2. Unlike light rail (and the rail portion of the ASG commute), 
streetcars are stuck in traffic just like shuttle buses. You lose so 
much speed and reliability that the private car becomes competitive again.
3. Streetcars (and any other rail extensions or expansions) must be 
voted on under the same rules - only in November, only an even-numbered 
year, and they won't be ready to take it to a vote in 2006 since they've 
committed to a long study process. November 2008 would be the first 
chance to VOTE on these saviours, at which point the daily ridership 
numbers of the initial line WITH SHUTTLE BUSES will be public knowledge.

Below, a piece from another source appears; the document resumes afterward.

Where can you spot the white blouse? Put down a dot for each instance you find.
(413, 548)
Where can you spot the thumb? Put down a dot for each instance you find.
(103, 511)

- The reason we're not getting to vote on light rail this time around 
has NOTHING to do with light rail's viability. EVERY CITY THAT HAS 
SUCCEEDED WITH RAIL IN THE LAST 20 YEARS HAS DONE SO WITH A LIGHT RAIL 
STARTER LINE, NOT COMMUTER RAIL. Light rail in 2000 was forced to the 
polls early by Mike Krusee, and still only narrowly lost in an election 
where suburban turnout was disproportionately high. The idea that we 
couldn't have taken out some of the objectionable parts of the 2000 LRT 
proposal and gotten a winning result is just a COMPLETE AND UTTER LIE.

I can't believe so many intelligent people fell for this snow-job pulled 
on you by Krusee, who hates Austin with a passion, and Fred Gilliam, who 
wants bus rapid transit and is pushing commuter rail as a way to get it. 
If I'm still living here in Austin in 2008, I expect to see many more 
comments a la Shoal Creek of:

" I am dismayed that Mike Dahmus was so damned right about this whole 
debacle from the very beginning."

- MD

* - by the 1/4 mile rule, no major downtown office buildings are within 
walking distance of the "downtown station". Nearly every major office 
building downtown, as well as the Capitol, UT, West Campus, most of 
North University and Hyde Park, and 38th/Guadalupe would have been 
within 1/4 mile of a light-rail station in 2000.